2008 Gibson Advanced Jumbo "Gold" Slope-Dread Guitar

I'm increasingly wowed by modern Gibsons that are built with more 30s-style specs. This Advanced Jumbo also has the "wow" factor of figured walnut back and sides which identify it as a member of a 300-count "limited run." For a flatpicker -- especially those of the old-time, country-chord-banging, or zippy run types -- this is an incredibly good guitar. It has rumble, punch, sustain, and clarity all mixed-up with that quintessential Gibson "grrrruh" that you hear ind the mids.

There are, however, the usual downsides to a lightly-built, long-scale slope-dread with traditional bracing -- the top has "domed" under the bridge, the bridge itself was almost off when this came in, and the neck angle is no longer as healthy as it used to be.
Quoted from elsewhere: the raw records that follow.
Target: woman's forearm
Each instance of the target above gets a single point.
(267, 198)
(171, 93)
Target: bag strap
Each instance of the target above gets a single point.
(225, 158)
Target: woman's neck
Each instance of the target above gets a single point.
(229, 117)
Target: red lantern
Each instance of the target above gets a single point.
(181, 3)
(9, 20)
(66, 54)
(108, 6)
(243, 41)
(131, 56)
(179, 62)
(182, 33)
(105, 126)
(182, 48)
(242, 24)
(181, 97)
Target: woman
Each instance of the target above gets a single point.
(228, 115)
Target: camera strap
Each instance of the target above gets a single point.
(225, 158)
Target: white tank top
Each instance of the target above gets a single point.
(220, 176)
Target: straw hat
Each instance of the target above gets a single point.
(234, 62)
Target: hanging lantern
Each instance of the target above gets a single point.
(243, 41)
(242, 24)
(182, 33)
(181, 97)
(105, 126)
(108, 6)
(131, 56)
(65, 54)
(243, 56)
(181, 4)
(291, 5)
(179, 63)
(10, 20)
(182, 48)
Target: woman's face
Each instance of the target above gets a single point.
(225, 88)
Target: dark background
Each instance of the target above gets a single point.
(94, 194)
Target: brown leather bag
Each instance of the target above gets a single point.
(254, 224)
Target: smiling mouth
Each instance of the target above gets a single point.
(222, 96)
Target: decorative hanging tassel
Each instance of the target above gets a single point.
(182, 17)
All this happened in 8 years! That's no surprise to me (you tend to realize why vintage bracing and build patterns changed over time once you see enough old stuff change in the same way) but it will constantly be a surprise to owners who may not take quite good enough care to ameliorate those same design flaws while owning something based on them.
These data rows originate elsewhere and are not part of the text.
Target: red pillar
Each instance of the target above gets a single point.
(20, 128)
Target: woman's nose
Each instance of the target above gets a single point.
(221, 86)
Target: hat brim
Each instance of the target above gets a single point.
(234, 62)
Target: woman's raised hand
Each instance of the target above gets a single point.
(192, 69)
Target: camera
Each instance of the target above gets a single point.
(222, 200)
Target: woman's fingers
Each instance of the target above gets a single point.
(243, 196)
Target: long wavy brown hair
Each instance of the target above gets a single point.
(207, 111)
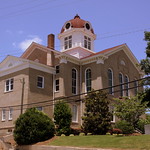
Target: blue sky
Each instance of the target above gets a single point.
(114, 21)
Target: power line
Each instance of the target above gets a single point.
(71, 98)
(105, 37)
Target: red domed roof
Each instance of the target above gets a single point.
(77, 23)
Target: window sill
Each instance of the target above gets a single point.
(40, 87)
(56, 91)
(75, 122)
(8, 91)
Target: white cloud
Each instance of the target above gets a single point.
(26, 43)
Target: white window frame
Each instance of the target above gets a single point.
(121, 87)
(135, 87)
(126, 86)
(10, 85)
(57, 85)
(87, 42)
(40, 108)
(10, 114)
(76, 79)
(42, 83)
(88, 79)
(57, 69)
(74, 113)
(68, 42)
(112, 82)
(3, 114)
(111, 109)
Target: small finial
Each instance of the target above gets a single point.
(77, 16)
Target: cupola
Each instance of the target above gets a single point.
(77, 37)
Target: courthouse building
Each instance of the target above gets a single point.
(42, 75)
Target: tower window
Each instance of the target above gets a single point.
(110, 81)
(68, 42)
(87, 42)
(126, 86)
(74, 81)
(121, 84)
(88, 81)
(9, 85)
(40, 82)
(56, 85)
(135, 87)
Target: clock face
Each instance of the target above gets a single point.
(87, 26)
(67, 25)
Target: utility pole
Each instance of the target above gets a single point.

At any rate, this got its bridge reglued, a light fret level/dress, a new saddle, and a good setup. The saddle is darn low but it still plays where the owner needs it to play. He runs medium strings (I call them guitar-killers but if you want the sound, that's the way to get it) and pounds it -- which the guitar seems to enjoy as evidenced by its throaty, huge voice.

The sunburst is pretty, isn't it? This guitar is certainly a "looker." I love the return to firestripe tortoise pickguards, too, on these retro models.

I've always enjoyed the clunky, chubby, 30s-style Gibson-script inlays.

I've also always liked the deco fretboard inlays, too, on AJs.

String-ramping and a new, low, compensated saddle lets the owner squeak by without the need for a neck reset. In a not to modern building techniques, the pearl dots at the bridge do not hide bridge-bolts as they would have in the 30s.

The figured walnut on the back and sides is awesome. I've always enjoyed walnut as a tonewood and have been glad to see it coming into vogue on newer instruments. To my ears it usually responds like a fuller-sounding mahogany.